手の太陽小腸経南大阪鍼灸所
経絡経穴
- 1.少沢(井金穴)
- 2.前谷(榮水穴)
- 3.後谿(兪木穴)
- 4.腕骨(原穴)
- 5.陽谷(経火穴)
- 6.養老(郄穴)
- 7.支正(絡穴)
- 8.小海(合土穴)
- 9.肩貞
- 10.臑兪
- 11.天宗
- 12.秉風
- 13.曲垣
- 14.肩外兪
- 15.肩中兪
- 16.天窓
- 17.天容
- 18.顴髎
- 19.聴宮
経絡の流注
小指末端(少沢穴)に起こり、手の尺側(前谷穴、後谿穴)を循り、手関節を経て前腕尺側を上行して肘関節(小海穴)に至り、上腕後内側より肩の後から肩甲を循り大椎穴で左右が交わる。次いで缺盆穴に入り心を絡い、横隔膜を下り胃に抵り、小腸に属す。
その支なる者は缺盆穴からわかれて頚を循り、頬に上り外眼角(瞳子髎)から耳中に入る。またその支なるものは、頬からわかれて鼻から内眼角(睛明穴)に行き、足の太陽膀胱経に連なる。
解説
手の太陽小腸経はまず小指の先から始まり、手の尺側(小指側)を上っていき、手関節を通りさらに前腕の尺側を上に行き肘関節に至ります。さらにここから上っていき上腕の後内側から肩の後から肩甲骨を通って脊柱上にある大椎穴で左右が交わることになります。
この大椎穴から鎖骨の上にある缺盆穴を通って胸の真ん中(膻中穴)を通り心を絡い、さらに下がって横隔膜を下り胃(上脘穴・中脘穴)につながったあと小腸に属することになります。
またこれとは別の流れとして缺盆穴からわかれて首を通って頬に行き一度目の横の外眼角を通ってから耳にまでつながっています。さらにこれとは別れた流注もあり、頬からわかれて鼻から目の内側の内眼角にまで行って足の太陽膀胱経に連なっています。
手の太陽小腸経の生理作用は次のように言われています。
小腸は上は胃の幽門に接し、下は大腸の回盲部に連なる。心と互いに表裏をなす。小腸は胃の水穀を受けて盛んとなり、清濁を分利する。また営養を吸収して糟粕を伝送する。

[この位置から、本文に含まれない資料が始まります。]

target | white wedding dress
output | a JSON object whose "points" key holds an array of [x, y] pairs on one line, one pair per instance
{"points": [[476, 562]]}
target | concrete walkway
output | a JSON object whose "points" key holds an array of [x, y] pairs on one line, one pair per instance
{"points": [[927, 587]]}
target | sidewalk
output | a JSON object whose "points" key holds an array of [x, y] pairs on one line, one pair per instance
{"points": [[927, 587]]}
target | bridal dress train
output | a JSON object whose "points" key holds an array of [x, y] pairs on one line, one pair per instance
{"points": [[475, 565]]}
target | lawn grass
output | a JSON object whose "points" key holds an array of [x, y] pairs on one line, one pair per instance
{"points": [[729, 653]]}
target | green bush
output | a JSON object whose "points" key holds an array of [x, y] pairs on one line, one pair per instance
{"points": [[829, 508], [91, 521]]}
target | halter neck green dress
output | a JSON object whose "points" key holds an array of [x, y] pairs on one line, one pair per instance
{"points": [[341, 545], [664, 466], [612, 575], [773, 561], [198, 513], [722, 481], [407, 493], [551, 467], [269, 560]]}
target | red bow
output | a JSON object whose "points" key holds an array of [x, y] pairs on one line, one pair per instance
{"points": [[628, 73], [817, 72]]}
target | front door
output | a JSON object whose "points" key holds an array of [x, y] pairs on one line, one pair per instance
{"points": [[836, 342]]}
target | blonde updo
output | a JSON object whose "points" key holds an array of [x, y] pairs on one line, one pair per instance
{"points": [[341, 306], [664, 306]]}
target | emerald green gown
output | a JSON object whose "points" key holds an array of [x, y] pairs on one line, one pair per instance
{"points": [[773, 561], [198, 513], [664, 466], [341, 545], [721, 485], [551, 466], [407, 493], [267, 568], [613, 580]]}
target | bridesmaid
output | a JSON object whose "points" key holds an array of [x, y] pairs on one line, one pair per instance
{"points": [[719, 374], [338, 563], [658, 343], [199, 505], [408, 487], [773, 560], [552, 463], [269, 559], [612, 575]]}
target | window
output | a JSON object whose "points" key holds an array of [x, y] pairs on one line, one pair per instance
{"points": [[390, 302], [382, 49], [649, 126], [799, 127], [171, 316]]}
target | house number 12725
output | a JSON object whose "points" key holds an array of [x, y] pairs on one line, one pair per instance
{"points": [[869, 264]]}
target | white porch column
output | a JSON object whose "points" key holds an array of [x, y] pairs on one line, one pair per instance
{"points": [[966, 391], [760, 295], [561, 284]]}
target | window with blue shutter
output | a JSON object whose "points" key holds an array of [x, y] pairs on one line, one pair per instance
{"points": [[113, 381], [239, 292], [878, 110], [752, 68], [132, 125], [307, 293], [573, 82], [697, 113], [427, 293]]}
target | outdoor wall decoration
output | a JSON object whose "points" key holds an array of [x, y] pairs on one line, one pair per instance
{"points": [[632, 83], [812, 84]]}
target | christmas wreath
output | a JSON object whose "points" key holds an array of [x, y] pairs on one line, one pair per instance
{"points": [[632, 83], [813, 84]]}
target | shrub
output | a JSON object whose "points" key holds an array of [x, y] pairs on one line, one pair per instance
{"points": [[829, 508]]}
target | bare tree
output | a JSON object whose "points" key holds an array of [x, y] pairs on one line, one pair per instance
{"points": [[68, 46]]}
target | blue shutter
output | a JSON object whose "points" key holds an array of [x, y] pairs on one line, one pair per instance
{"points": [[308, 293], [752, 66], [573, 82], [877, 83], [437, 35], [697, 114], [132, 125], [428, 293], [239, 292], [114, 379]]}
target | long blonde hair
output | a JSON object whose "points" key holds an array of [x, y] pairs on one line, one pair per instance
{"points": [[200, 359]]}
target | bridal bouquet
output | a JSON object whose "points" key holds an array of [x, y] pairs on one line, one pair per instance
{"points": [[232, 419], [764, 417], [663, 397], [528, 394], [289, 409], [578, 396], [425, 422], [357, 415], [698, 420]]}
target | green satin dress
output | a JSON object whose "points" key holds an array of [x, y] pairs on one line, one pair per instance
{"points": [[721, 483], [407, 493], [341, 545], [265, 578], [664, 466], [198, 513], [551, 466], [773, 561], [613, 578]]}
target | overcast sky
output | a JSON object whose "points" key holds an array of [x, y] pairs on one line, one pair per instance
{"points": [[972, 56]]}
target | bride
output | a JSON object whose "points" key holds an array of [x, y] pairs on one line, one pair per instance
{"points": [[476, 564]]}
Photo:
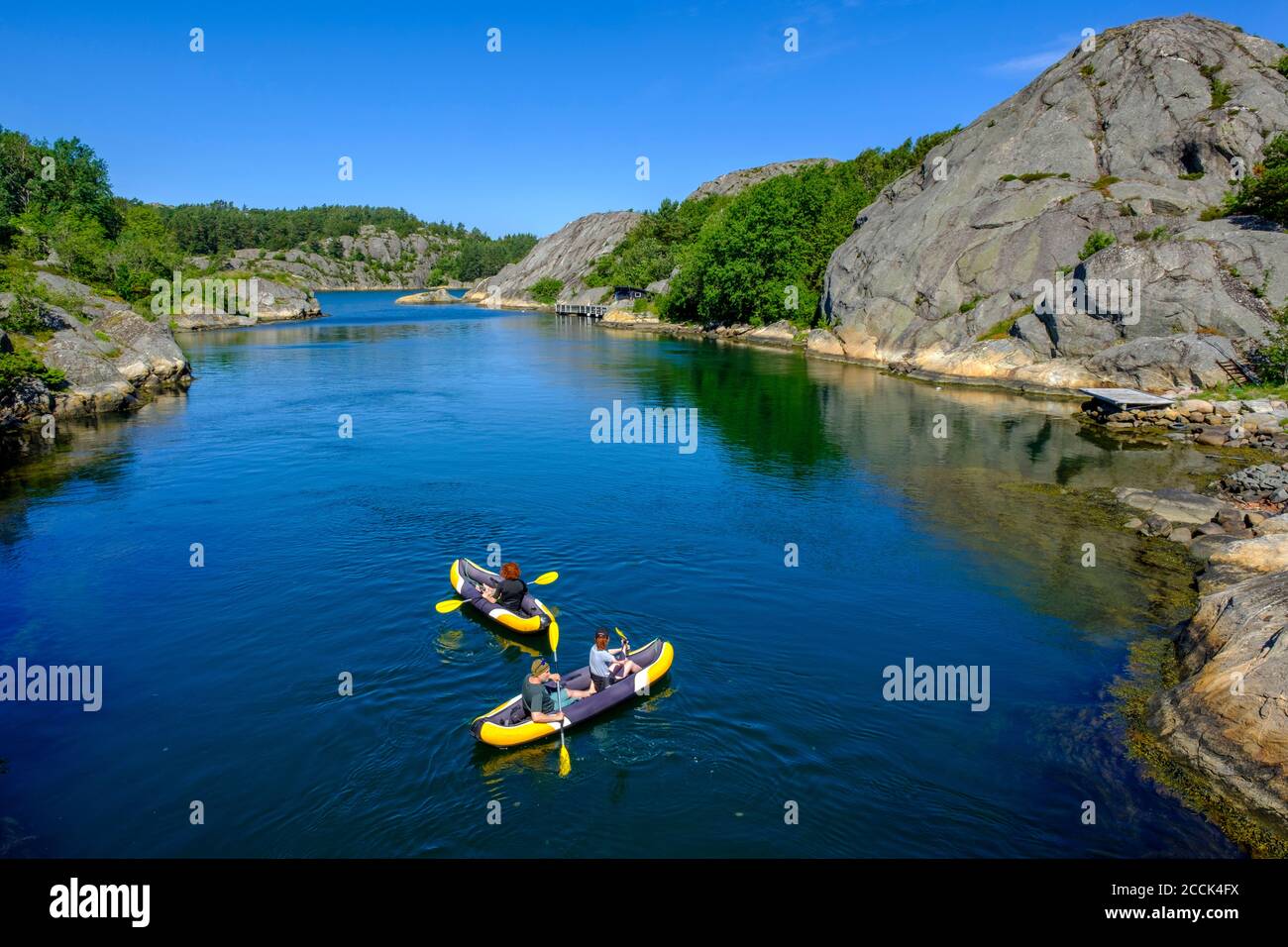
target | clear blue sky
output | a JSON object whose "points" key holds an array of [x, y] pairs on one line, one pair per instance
{"points": [[537, 134]]}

このように、小腸は胃の幽門と大腸の回盲部の間にあり、心と表裏関係にあります。小腸では胃から送られてきた水穀を清濁に分ける働きがあります。また営養を吸収し糟粕を送る働きもあり、非常に重要なものとされています。
主要穴
小腸経にはたくさんの主要穴があります。少沢、前谷、後谿、腕骨、陽谷、養老、支正、臑兪、天宗、肩中兪、天容、聴宮などがそうです。
中でも臑兪、天宗、養老、後谿などは最も重要な経穴になります。もちろんそれ以外の経穴も非常に大切なものが多いのが小腸経の特徴であるとも言われています。

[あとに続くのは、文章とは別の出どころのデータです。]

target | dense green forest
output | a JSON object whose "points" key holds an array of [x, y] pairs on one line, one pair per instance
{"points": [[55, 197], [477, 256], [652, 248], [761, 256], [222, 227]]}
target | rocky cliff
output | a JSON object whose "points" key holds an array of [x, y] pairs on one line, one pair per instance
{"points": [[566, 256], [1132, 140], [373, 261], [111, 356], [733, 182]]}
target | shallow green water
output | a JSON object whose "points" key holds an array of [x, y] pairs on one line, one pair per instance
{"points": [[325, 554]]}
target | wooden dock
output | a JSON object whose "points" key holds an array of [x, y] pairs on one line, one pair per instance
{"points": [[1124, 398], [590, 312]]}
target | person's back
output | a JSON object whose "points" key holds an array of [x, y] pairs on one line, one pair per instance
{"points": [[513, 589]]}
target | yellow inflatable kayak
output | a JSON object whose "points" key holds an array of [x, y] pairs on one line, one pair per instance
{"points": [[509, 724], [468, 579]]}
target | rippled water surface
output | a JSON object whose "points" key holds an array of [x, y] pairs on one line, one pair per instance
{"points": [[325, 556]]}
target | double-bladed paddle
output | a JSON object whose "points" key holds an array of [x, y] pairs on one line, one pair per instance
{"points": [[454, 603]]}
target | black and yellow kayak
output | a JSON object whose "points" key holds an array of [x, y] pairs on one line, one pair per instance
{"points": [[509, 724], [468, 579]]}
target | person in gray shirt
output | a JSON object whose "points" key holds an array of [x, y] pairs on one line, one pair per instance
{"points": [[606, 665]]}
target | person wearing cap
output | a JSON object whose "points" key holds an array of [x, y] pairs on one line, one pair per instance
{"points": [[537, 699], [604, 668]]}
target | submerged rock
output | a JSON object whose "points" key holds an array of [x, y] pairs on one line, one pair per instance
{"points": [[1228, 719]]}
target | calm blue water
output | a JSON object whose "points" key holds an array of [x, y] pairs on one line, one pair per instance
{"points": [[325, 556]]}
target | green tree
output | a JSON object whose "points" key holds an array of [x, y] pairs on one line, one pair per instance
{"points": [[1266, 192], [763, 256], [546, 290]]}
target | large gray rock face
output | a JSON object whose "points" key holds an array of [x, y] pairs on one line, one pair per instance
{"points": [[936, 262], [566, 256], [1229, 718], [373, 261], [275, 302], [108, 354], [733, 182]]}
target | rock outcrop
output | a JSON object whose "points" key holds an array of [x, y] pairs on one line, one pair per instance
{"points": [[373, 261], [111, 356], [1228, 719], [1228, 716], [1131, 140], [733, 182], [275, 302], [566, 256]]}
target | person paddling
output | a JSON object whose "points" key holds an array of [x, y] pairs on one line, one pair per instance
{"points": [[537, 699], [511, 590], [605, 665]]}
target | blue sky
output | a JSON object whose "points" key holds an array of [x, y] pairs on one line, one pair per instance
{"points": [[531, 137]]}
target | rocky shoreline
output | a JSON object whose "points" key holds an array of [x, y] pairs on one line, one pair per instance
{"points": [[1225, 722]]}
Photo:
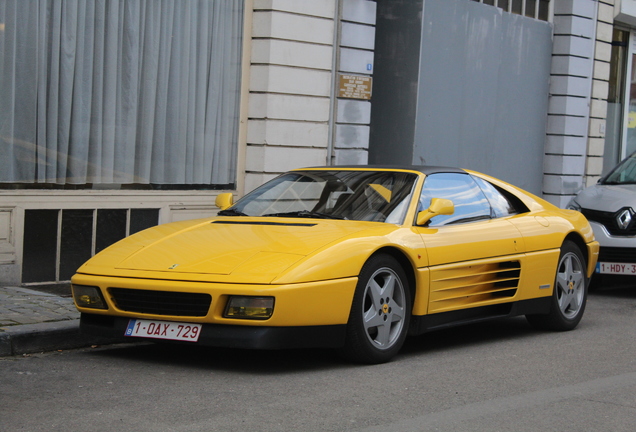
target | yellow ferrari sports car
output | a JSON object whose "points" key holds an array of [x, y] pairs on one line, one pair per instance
{"points": [[353, 258]]}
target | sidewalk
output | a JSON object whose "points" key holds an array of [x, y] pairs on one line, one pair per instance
{"points": [[37, 319]]}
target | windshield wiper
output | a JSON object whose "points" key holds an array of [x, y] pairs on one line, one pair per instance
{"points": [[231, 212], [305, 213]]}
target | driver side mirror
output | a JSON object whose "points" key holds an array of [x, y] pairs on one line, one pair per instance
{"points": [[224, 200], [439, 206]]}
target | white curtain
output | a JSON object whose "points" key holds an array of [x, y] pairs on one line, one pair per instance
{"points": [[119, 91]]}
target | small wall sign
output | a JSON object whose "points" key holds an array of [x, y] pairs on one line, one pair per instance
{"points": [[355, 87]]}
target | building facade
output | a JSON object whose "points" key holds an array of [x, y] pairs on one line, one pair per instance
{"points": [[117, 116]]}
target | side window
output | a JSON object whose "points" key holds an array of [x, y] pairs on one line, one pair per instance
{"points": [[470, 202], [501, 206]]}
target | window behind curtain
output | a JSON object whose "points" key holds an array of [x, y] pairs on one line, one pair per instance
{"points": [[128, 93]]}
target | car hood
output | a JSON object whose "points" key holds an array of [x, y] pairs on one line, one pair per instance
{"points": [[608, 198], [245, 250]]}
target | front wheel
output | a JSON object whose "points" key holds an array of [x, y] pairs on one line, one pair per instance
{"points": [[380, 312], [570, 292]]}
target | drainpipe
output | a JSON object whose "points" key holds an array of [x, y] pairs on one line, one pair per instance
{"points": [[335, 62]]}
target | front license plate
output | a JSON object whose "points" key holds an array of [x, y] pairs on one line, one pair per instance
{"points": [[616, 268], [163, 330]]}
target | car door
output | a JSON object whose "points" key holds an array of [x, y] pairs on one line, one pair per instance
{"points": [[475, 255]]}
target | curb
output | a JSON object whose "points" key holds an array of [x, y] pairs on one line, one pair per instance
{"points": [[52, 336]]}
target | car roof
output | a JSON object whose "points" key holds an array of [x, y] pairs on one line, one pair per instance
{"points": [[424, 169]]}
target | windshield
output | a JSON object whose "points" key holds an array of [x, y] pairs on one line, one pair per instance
{"points": [[381, 196], [624, 173]]}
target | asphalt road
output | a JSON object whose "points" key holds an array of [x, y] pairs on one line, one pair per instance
{"points": [[497, 376]]}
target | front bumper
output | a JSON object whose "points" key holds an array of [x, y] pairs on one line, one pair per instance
{"points": [[321, 303], [230, 336]]}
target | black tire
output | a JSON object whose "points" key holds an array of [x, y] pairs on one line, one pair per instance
{"points": [[380, 312], [570, 292]]}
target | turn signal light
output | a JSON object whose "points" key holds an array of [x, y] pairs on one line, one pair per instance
{"points": [[88, 297], [245, 307]]}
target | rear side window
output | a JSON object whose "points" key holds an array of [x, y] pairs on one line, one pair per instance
{"points": [[501, 205], [470, 201]]}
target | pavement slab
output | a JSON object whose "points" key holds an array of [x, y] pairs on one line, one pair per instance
{"points": [[38, 320]]}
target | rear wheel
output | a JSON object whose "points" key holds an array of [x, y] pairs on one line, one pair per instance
{"points": [[380, 312], [570, 292]]}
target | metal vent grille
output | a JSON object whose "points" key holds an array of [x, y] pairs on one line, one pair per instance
{"points": [[161, 302], [456, 287]]}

少沢は気絶や失神の際の救急療法に用いられ非常によく効く経穴です。前谷は何度も繰り返す熱などに、後谿は肺炎予防の名灸穴とされています。また、養老穴はリウマチの患者さんなどにもよく使用されています。
臑兪は上肢の神経痛やリウマチなどに効き、また高血圧に対する名灸穴でもあります。天宗は胸痛や肩こり、上腕の症状に対して用いることが多く、聴宮は耳痛や中耳炎に対して使用されています。

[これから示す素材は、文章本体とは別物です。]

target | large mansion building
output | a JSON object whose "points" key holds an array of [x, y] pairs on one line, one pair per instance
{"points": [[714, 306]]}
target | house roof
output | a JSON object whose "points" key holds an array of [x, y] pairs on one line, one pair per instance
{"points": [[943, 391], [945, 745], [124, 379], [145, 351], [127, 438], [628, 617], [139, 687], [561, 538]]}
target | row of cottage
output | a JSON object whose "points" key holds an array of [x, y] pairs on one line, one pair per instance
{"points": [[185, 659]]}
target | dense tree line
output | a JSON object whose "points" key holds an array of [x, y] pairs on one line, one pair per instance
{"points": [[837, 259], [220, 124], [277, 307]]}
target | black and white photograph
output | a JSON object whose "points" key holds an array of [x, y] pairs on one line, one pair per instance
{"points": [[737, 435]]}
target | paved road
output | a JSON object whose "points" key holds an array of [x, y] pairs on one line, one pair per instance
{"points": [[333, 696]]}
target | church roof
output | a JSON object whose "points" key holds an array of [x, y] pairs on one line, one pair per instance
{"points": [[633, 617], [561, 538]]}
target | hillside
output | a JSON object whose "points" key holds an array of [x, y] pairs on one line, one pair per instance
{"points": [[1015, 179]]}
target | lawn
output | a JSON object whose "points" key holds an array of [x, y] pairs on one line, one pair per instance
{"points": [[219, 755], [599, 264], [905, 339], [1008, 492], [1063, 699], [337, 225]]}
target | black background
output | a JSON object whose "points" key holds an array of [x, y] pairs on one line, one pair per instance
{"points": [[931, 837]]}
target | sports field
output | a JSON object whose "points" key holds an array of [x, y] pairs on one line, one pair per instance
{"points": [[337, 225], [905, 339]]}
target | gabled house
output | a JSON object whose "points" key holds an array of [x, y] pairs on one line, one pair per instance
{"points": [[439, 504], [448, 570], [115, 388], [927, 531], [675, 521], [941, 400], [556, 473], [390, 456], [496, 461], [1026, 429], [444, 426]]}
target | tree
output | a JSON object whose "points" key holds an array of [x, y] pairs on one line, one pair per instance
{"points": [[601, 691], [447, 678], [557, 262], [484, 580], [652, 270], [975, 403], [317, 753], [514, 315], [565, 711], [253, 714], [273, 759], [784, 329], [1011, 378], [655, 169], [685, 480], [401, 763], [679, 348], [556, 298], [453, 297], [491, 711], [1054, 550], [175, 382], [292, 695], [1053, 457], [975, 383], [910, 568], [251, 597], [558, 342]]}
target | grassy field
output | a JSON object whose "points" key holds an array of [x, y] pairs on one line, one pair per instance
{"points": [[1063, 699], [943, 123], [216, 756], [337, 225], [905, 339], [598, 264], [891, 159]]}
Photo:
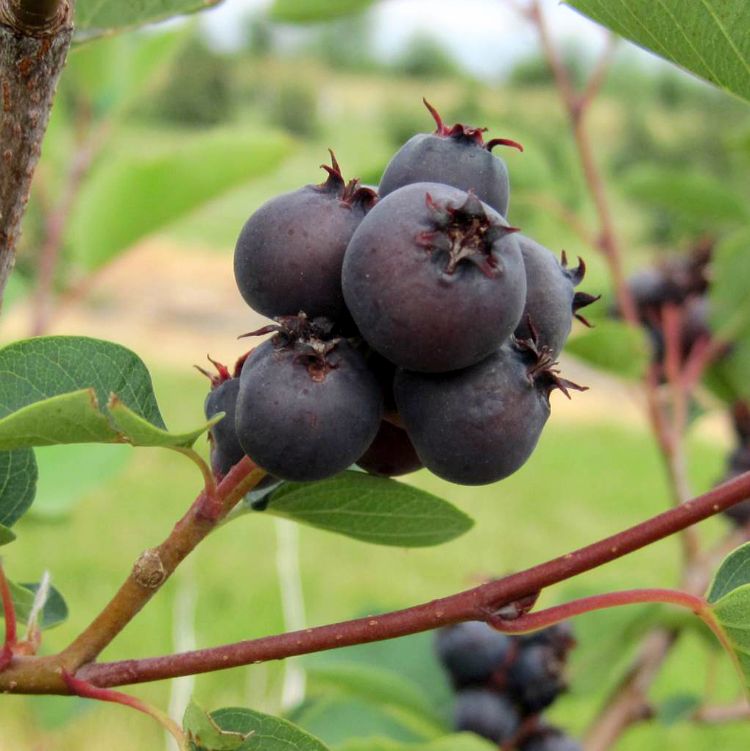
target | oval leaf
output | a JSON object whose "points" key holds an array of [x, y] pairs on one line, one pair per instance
{"points": [[18, 478], [306, 11], [707, 37], [371, 509], [257, 731], [54, 612], [94, 17], [131, 196], [54, 390]]}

養老は顔のできものなどに聞きますが、これは手の陽明大腸経の手三里や合谷と組み合わせて使うことが多いです。小さなものならば手三里だけでもいいですが、大きいものには養老を一緒に使うことが勧められます。
手の太陽小腸経と手の小陰心経とは表裏関係にあり、相互関係を有するものです。たとえばリウマチの治療の場合には心兪および心経の経穴が必要であり、少海や神門などのほか、心の募である巨闕のいることが多いです。